Energy is critical to national security, economic growth, the environment and individuals’ health. It is a key area of focus for governments as well as business leaders and investors. Yet, for something so important, why are the decisions made and outcomes achieved often so poor?
For example: How has every U.S. President since the early 1970s adamantly declared energy independence as a crucial goal, yet none has achieved it? Why do some parts of the energy world repeatedly undergo phenomenal booms only to be followed by massive busts? How did some of the most sophisticated investors in the world lose billions on their solar investments? How did European carbon regulations lead to incentives to burn more coal – the exact opposite of their intention? How does a hedge fund lose $6 billion of its $9 billion under management in just a few weeks of trading natural gas? Why is the world so slow to react to global warming even though the scientific community has issued clear warnings since 1988?

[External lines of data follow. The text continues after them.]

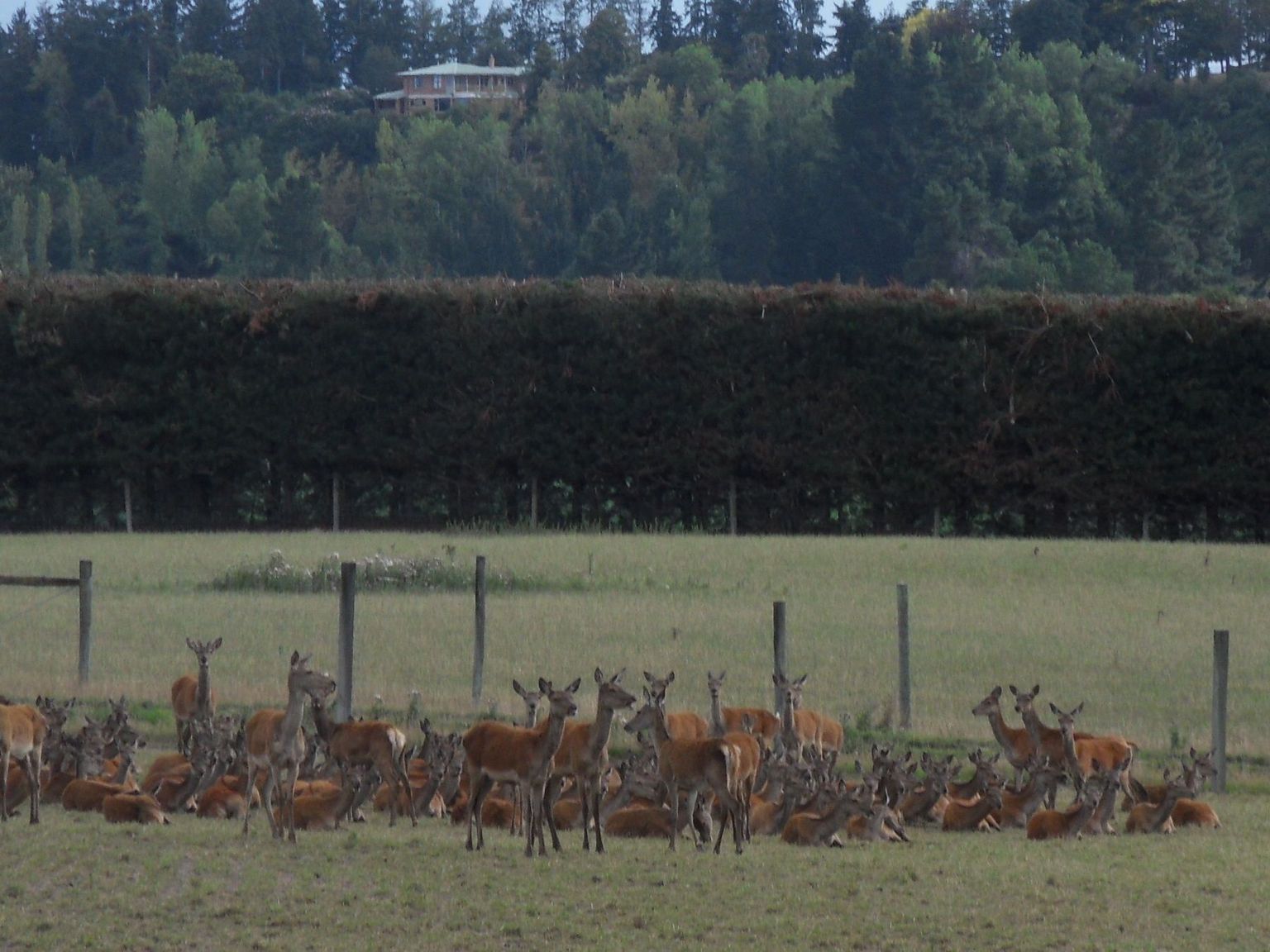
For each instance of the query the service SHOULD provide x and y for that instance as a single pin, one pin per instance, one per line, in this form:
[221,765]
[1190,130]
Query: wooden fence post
[345,675]
[85,621]
[479,648]
[1220,670]
[905,687]
[779,645]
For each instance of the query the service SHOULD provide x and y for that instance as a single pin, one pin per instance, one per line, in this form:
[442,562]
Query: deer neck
[1000,730]
[597,740]
[549,735]
[289,724]
[203,693]
[322,722]
[717,725]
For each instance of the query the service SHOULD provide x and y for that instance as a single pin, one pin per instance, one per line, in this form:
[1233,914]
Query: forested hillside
[1073,145]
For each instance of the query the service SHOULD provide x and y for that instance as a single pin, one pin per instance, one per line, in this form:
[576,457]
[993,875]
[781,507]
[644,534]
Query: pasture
[1125,627]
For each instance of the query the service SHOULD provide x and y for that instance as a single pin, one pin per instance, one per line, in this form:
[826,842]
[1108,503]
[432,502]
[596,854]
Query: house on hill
[446,85]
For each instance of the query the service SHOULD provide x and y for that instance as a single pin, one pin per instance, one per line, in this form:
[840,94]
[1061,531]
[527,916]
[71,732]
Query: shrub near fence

An intensive research process uncovered two key drivers. First, global energy production and usage have all the characteristics of a complex system: numerous interdependencies, non-linear behavior, constant adaptation, path dependencies, feedback loops and time delays. Accurately assessing the behavior from such systems is challenging. Second, human judgment – a key variable within such systems – is often materially skewed by emotions and psychology. People often make their worst decisions at exactly the wrong moment.
Michael Molnar applies his educational background in systems thinking and behavioral economics as well as his real-world experience as a hedge fund investor, investment banker and sell-side equity analyst to some of the most important topics in energy. The goal of the framework provided is to help governments, business leaders and investors make better decisions about what is arguably the most vital part of the world economy.